Il ne sera donc pas non plus fait application de ce fondement.
L’ancien article L. 217-10 du code de la consommation, dans sa version antérieure à cette ordonnance et applicable au présent litige, prévoit néanmoins, à certaines conditions, une réduction du prix de vente en cas de délivrance non conforme.
Or M. [W] [N] est un vendeur professionnel au sens du droit de la consommation, puisqu’il exerce, en tant qu’entrepreneur individuel, sous le nom commercial « MONSIEUR [N] [W] », une activité de commerce de voitures et de véhicules automobiles légers. M. [F] [O] est quant à lui un acquéreur profane.
Il convient donc de faire application de ces dispositions du code de la consommation.
2°/ Sur le manquement du vendeur à son obligation de délivrance conforme au sens du droit de la consommation :
D’après l’article L. 217-4 du code de la consommation, dans sa version applicable aux faits, le vendeur est tenu de livrer un bien conforme au contrat et répond des défauts de conformité existants lors de la délivrance.

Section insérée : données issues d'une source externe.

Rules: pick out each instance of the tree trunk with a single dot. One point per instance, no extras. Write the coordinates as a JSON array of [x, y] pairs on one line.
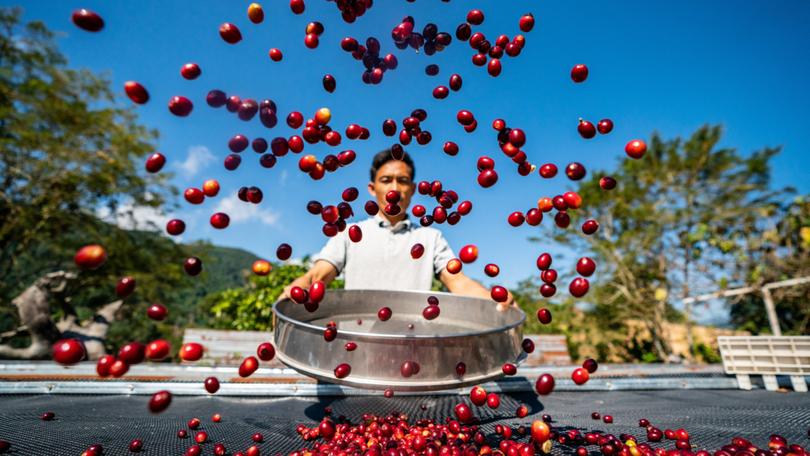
[[33, 307]]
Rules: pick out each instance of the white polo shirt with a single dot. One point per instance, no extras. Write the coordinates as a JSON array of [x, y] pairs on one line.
[[382, 259]]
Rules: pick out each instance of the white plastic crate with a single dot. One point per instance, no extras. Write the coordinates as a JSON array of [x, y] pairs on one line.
[[768, 356]]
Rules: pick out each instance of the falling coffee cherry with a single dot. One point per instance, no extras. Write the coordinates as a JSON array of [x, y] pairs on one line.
[[255, 13], [157, 312], [192, 266], [586, 266], [190, 71], [248, 367], [604, 126], [544, 384], [329, 83], [155, 162], [431, 312], [468, 253], [136, 92], [499, 293], [265, 351], [635, 149], [261, 267], [160, 401], [284, 252], [578, 287], [575, 171], [579, 376], [90, 257], [343, 370], [68, 351], [175, 227], [87, 20], [586, 129], [180, 106], [607, 183], [544, 316], [275, 54], [191, 351], [230, 33], [579, 73], [220, 220], [526, 22], [384, 314]]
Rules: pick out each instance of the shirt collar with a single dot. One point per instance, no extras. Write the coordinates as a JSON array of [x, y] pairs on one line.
[[402, 225]]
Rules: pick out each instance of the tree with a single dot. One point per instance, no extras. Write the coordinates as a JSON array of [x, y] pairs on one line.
[[673, 226], [250, 308], [66, 151], [781, 253]]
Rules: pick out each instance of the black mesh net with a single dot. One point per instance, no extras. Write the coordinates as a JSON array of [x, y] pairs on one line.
[[712, 418]]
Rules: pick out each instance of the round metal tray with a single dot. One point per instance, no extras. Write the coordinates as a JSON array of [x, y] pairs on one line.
[[469, 330]]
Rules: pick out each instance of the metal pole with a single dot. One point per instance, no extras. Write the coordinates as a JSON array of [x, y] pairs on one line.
[[771, 310]]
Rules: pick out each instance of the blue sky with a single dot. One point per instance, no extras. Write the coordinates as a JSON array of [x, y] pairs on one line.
[[667, 67]]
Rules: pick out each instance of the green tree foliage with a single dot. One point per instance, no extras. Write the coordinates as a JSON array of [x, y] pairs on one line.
[[251, 307], [67, 150], [781, 253], [673, 227]]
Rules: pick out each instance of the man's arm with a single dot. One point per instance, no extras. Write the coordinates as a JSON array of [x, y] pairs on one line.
[[459, 283], [322, 270]]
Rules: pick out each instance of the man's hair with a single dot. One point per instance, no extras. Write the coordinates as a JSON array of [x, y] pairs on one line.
[[383, 157]]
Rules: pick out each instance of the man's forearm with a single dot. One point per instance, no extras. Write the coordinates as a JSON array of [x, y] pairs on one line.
[[466, 286]]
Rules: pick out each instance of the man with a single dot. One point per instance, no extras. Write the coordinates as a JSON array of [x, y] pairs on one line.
[[382, 259]]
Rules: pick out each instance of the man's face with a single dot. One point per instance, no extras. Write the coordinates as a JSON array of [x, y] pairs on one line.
[[393, 175]]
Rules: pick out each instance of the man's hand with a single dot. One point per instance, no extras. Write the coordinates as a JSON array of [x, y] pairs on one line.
[[321, 270], [461, 284], [304, 282]]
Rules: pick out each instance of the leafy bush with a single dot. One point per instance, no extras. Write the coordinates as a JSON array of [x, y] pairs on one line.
[[250, 308]]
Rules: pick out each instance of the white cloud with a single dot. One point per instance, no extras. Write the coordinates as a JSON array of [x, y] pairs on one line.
[[130, 217], [240, 211], [198, 158]]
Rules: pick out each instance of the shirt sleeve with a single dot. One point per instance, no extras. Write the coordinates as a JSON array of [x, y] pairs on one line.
[[334, 252], [442, 253]]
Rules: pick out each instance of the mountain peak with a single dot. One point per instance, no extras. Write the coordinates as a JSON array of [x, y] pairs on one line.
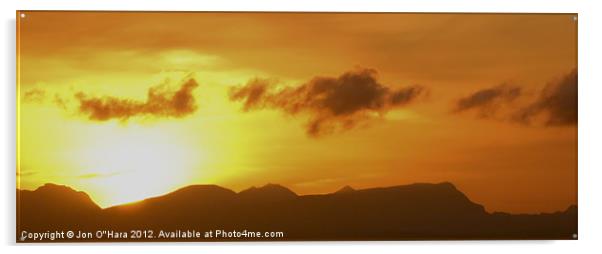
[[268, 192], [345, 189]]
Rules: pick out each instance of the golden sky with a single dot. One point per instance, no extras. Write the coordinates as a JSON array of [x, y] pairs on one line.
[[126, 106]]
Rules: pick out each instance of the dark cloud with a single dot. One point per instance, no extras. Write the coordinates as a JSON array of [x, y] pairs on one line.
[[489, 100], [555, 105], [558, 101], [332, 103], [159, 103]]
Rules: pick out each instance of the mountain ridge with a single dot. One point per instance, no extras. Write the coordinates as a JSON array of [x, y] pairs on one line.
[[401, 212]]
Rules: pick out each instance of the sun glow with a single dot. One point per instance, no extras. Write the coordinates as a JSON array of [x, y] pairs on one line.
[[135, 162]]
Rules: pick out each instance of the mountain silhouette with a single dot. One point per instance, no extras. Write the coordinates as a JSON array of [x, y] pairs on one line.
[[345, 189], [420, 211]]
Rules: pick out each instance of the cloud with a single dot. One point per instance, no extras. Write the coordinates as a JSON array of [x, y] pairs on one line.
[[555, 105], [557, 100], [488, 101], [34, 95], [332, 103], [159, 103]]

Selon l’article L. 217-5 du même code, le bien est conforme au contrat s’il est propre à l’usage habituellement attendu d’un bien semblable, ou s’il présente les caractéristiques définies d’un commun accord par les parties ou est propre à tout usage spécial recherché par l’acheteur, porté à la connaissance du vendeur et que ce dernier a accepté.
Dans le cadre de la vente d’un véhicule, une différence de kilométrage entre celui affiché sur le compteur ou sur les documents de vente, par rapport au kilométrage réel, relève d’une délivrance non conforme.

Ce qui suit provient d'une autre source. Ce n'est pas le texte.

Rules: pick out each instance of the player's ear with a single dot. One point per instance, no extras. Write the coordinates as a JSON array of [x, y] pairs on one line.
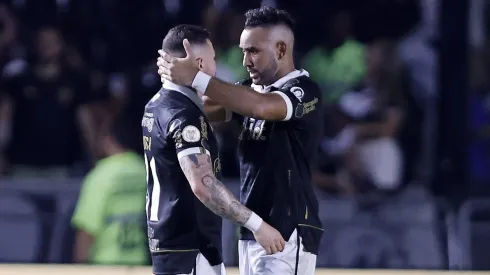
[[199, 63], [281, 49]]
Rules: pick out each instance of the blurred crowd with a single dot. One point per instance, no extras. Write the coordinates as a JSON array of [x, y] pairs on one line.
[[76, 75], [70, 67]]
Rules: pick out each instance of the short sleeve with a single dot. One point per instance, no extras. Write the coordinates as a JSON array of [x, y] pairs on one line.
[[299, 101], [188, 132], [89, 212]]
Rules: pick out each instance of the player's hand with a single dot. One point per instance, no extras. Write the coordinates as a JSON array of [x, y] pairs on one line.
[[178, 70], [270, 239]]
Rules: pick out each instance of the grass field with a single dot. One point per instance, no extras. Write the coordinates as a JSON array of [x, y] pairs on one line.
[[6, 269]]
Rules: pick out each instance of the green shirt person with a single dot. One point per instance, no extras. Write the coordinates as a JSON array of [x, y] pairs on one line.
[[336, 71], [110, 214]]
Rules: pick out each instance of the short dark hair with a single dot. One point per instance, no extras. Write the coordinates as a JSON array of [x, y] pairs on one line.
[[267, 17], [172, 43]]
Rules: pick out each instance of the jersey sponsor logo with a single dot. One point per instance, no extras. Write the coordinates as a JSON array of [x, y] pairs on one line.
[[190, 133], [305, 108], [204, 128], [217, 166], [254, 129], [297, 92], [146, 143], [147, 122]]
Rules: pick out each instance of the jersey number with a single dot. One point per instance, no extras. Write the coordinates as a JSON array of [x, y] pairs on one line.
[[152, 213]]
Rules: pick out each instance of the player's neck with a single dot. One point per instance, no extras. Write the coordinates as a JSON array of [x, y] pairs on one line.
[[284, 71]]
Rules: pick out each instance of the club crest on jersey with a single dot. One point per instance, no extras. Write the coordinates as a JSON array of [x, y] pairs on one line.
[[147, 122], [204, 128], [190, 133], [297, 92]]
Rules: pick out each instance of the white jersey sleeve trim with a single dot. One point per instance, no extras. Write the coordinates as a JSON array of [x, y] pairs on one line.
[[289, 104], [193, 150]]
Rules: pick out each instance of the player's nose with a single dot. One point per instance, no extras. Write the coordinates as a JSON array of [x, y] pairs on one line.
[[246, 61]]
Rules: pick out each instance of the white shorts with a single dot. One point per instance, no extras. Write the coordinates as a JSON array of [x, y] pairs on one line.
[[204, 268], [254, 260]]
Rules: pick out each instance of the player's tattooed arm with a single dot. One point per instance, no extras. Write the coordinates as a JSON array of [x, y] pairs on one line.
[[198, 170]]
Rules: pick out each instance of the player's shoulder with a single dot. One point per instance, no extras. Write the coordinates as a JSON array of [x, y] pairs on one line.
[[244, 82], [168, 106], [302, 87]]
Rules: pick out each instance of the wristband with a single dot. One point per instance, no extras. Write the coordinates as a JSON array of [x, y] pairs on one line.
[[254, 222], [201, 81], [229, 115]]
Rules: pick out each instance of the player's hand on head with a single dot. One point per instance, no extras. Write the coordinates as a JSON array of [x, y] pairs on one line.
[[178, 70], [269, 238]]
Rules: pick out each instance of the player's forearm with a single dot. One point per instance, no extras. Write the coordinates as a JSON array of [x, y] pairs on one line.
[[221, 201], [210, 191], [237, 98]]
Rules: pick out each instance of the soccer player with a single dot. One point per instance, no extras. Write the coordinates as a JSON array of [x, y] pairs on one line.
[[182, 174], [281, 130]]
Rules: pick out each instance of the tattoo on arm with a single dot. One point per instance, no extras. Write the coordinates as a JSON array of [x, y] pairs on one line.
[[199, 170]]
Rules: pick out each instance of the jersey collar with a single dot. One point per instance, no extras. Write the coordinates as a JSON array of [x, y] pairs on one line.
[[281, 81], [192, 95]]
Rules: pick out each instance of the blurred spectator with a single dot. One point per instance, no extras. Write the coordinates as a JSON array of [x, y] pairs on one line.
[[226, 39], [8, 33], [110, 214], [368, 120], [45, 106], [338, 64]]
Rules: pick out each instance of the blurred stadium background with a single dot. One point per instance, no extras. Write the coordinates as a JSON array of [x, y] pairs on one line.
[[403, 176]]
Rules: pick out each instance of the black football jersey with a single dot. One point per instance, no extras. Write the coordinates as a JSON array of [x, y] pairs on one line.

En l’espèce, les rapports des experts amiable et judiciaire démontrent, par des constatations qui n’appellent ni critiques ni contestations, que le kilométrage du véhicule FIAT DUCATO [Immatriculation 3] a été volontairement abaissé avant la vente.

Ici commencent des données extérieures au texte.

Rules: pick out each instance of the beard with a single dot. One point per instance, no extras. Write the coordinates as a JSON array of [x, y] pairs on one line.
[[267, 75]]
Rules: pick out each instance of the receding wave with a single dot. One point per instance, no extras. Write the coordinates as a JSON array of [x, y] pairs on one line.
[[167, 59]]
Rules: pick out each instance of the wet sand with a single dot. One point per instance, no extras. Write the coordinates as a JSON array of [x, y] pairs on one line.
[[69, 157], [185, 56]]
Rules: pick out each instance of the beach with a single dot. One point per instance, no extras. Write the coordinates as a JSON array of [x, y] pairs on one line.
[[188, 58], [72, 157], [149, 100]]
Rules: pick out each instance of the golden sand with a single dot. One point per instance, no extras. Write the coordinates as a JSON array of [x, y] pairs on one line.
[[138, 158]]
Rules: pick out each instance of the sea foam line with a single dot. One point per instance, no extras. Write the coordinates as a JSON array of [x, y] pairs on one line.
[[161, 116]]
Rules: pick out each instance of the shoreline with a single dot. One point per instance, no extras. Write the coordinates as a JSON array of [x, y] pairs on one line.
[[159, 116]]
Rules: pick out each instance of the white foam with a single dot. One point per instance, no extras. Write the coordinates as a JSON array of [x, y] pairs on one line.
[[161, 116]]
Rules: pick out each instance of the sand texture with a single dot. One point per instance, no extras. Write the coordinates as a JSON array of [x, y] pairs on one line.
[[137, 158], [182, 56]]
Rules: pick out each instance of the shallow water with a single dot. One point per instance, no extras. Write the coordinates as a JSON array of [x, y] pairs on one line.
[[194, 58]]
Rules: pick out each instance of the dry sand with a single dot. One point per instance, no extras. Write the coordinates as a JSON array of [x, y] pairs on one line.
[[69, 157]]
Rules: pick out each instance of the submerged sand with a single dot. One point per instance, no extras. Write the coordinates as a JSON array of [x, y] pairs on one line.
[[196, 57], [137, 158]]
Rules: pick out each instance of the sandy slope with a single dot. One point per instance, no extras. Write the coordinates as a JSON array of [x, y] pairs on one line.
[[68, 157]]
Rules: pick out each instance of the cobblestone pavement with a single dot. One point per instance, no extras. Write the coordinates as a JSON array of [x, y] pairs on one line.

L’expert judiciaire a en outre constaté la présence sur le tableau de bord de voyants d’alerte pour défauts du moteur au démarrage du véhicule, et a déclaré : « pour remettre ce véhicule en état standard de fonctionnement (supprimer tous les voyants d’alerte), il faut remettre en état la totalité du système d’injection ».
Le défaut de conformité du véhicule au sens des dispositions précitées est donc caractérisé.
3°/ Sur les conséquences qui en découlent :
L’article L. 217-9 du code de la consommation, dans sa version applicable aux faits, dispose qu’en cas de défaut de conformité, l’acheteur choisit entre la réparation et le remplacement du bien.
L’article L. 217-10 énonce que si la réparation et le remplacement du bien sont impossibles, l’acheteur peut notamment garder le bien et se faire rendre une partie du prix.
La même faculté lui est ouverte :
1° Si la solution demandée, proposée ou convenue en application de l’article L. 217-9 ne peut être mise en œuvre dans le délai d’un mois suivant la réclamation de l’acheteur ;
2° Ou si cette solution ne peut l’être sans inconvénient majeur pour celui-ci compte tenu de la nature du bien et de l’usage qu’il recherche.
En l’espèce, le remplacement du bien est impossible, s’agissant d’un véhicule d’occasion, et donc spécialement acquis pour des caractéristiques qui lui sont propres et inimitables.
Si la réparation a quant à elle été estimée possible, elle a été chiffrée par l’expert à 6.625,20 €, soit pour un coût plus de six fois supérieur à sa valeur de 1.000 €.
Ce coût de réparation excessif constitue un inconvénient majeur pour l’acquéreur.
M. [F] [O] est donc bien fondé à demander la restitution d’une partie du prix de vente.
Compte tenu de la nature et de l’ampleur du défaut de conformité relevé par l’expert judiciaire, cette réduction est évaluée à 2.500 € telle que sollicitée.
M. [W] [N] est par conséquent condamné à payer à M. [F] [O] la somme de 2.500 € en restitution d’une partie du prix de vente du véhicule FIAT DUCATO immatriculé [Immatriculation 3].
4°/ Sur le préjudice de jouissance :
En raison de sa mise en possession d’un véhicule non conforme, M. [F] [O] a bien subi un préjudice de jouissance indemnisable.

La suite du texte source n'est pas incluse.